The Associated Press story out of Leavenworth was one most of us would just as soon hadn’t been necessary:
“Fort Leavenworth officials say they will cut 125 civilian jobs by October 2012 because of federal budget cuts.
“Officials said Monday the fort needs to reduce its workforce to 441 positions. Fort spokeswoman Rebecca Steed says only civilian employees under installation management will be effected.
“Garrison Commander Col. Wayne Green stressed that the fort plans to reduce positions, not people. He says he hopes to place every person currently working at the fort into another job before October 2012. The fort will offer voluntary early retirement or buyout incentives.
“Steed said the fort plans to offer vacated positions to current employees who might be affected by the reduction.
“The fort says it is trying to avoid cutting employment at the Fort Leavenworth prison.”
Doesn’t any of that seem familiar to anyone who was gainfully employed in Kansas back in the 1980s?
Sure it does.
Companies all over the state were forced to cut back because of changes in everything from the number of discount stores located in a community; to the massive changes to the oil field across the state; and on to the crisis in the savings and loan industry and in agriculture.
It was a time when people across the state, in a wide variety of fields, were just happy if positions could be lost through attrition instead of firings; a time when you didn’t complain that you kept inheriting more duties, more stress and less pay increases, because at least you had a job.

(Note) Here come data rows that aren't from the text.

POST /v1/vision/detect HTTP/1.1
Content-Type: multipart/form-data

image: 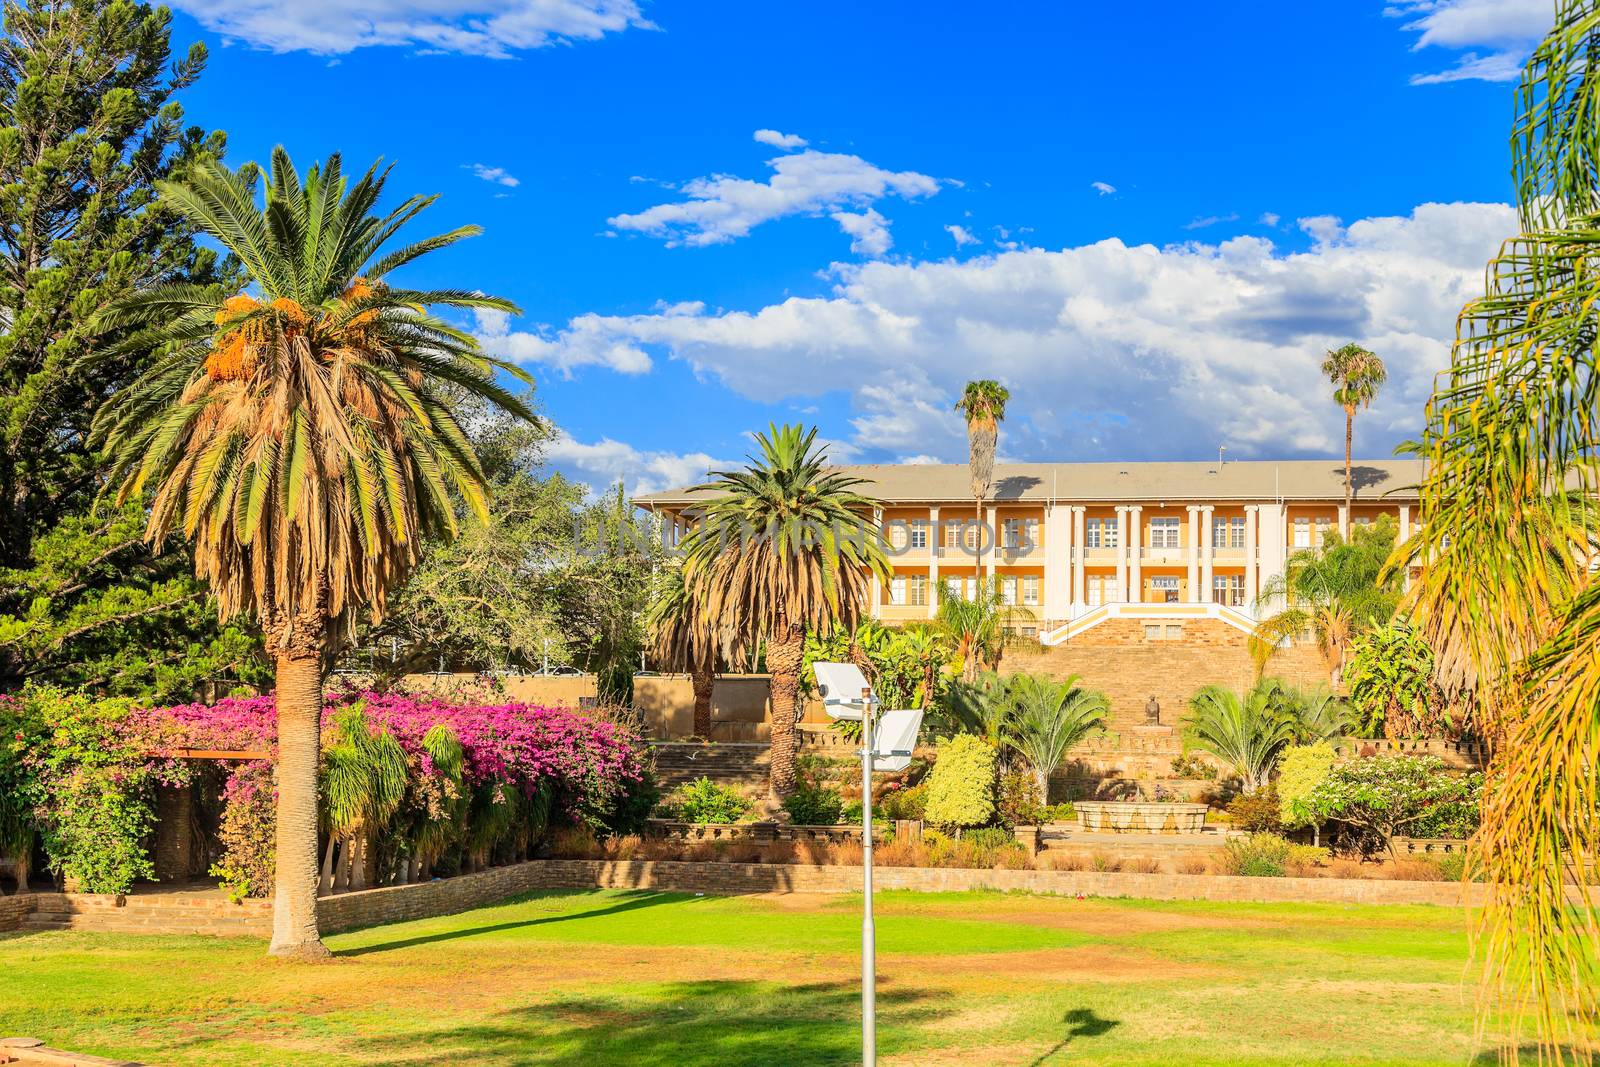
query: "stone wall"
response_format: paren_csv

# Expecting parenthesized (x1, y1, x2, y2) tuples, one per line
(1007, 618, 1328, 732)
(0, 893, 34, 932)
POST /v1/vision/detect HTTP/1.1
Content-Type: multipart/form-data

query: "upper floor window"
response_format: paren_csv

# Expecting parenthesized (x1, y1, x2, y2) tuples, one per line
(909, 523, 928, 549)
(1214, 516, 1246, 548)
(1086, 517, 1118, 549)
(1002, 517, 1038, 549)
(1149, 517, 1181, 549)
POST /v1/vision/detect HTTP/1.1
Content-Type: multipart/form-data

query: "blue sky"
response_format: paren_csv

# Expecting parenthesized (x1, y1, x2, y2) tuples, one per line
(169, 0, 1551, 494)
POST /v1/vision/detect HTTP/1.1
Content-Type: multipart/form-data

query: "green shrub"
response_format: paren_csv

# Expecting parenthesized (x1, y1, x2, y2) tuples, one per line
(879, 781, 927, 822)
(662, 777, 751, 824)
(1170, 753, 1217, 780)
(1226, 788, 1283, 833)
(1220, 833, 1328, 877)
(995, 768, 1042, 828)
(1039, 802, 1076, 823)
(782, 785, 844, 826)
(1307, 755, 1483, 856)
(923, 735, 998, 830)
(1278, 743, 1336, 837)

Some of us were Pollyannaish enough to believe that conditions would return to what older employees had enjoyed in the ‘60s and ‘70s, but soon the hand-writing was on the wall. We weren’t going back. You soon needed at least two incomes and generally three or even four to support a family.
No one was wringing their hands.
No one went out on strike.
You just went to work if you were lucky enough to still have a job.
It hasn’t been pretty, but it’s been real, and the working class has borne the brunt of it.
Like it or not, the same is true at the public sector now.
It’s too bad that jobs will be lost in Fort Leavenworth.
Just like it’s been too bad for the rest of the economy over the past generation.